A urbanização do bairro, no entanto, aconteceu com o aparecimento das fábricas na região a partir do século XIX.  Atraídas pela água farta e áreas grandes disponíveis. Eram de todos os tipos desde de produzir cigarros, papel, roupas. 

 

Isso explica o nome Fábrica das Chitas para o local entre o Largo das Chitas, atual Praça Saens Peña, e a Rua Desembargador. Já que faziam referência a fábrica de chitas que houve por ali há mais de 20 anos. 

 

Ela não fabricava tecidos. Na verdade, tingia os tecidos que vinham das Índias. Mas muitas outras fábricas de diversos produtos se instalaram na região. 

 

Urbanização e Expansão

 

Por isso, no século XX a Tijuca já não era mais tão rural.
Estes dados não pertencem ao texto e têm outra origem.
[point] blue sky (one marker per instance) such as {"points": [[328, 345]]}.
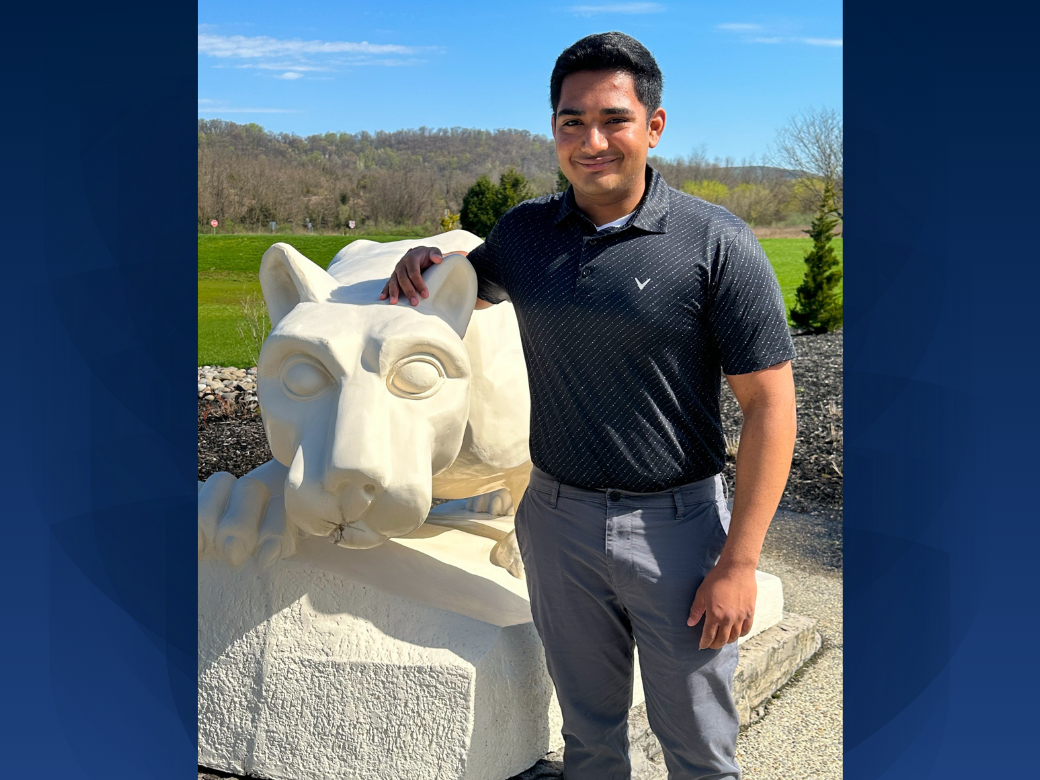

Recebia bondes primeiro de tração animal, depois elétricos que iam até o Largo das Chitas que já era o centro comercial do bairro antes mesmo de ser urbanizada em 1911.

 

A Praça Saens Peña inclusive ganhou esse nome quando o presidente da Argentina veio visitar o Brasil. Sua revitalização veio para trazer um novo marco a Tijuca, tanto que ali seria depois o território dos famosos cinemas de ruas, lazer e qualidade de vida.

 

A partir daí não parou mais. Nos meados do século XX começou a ocorrer um boom de prédios. Apesar do aparecimento do tom pejorativo nesse período da palavra subúrbio, a Tijuca pelo seu berço aristocrático nunca foi incluída. Mesmo tendo sofrido um processo de favelização por volta de 1980. 

 

Hoje, não há os cinemas de rua nem as fábricas. No lugar há o comércio tradicional shopping, supermercados, entre outros. Mas não se perdeu o samba, a culinária de tradição, o futebol. Muito menos a mistura de natureza e urbano com sua Floresta. Só se encontrou um novo tom de ser tijucano raiz.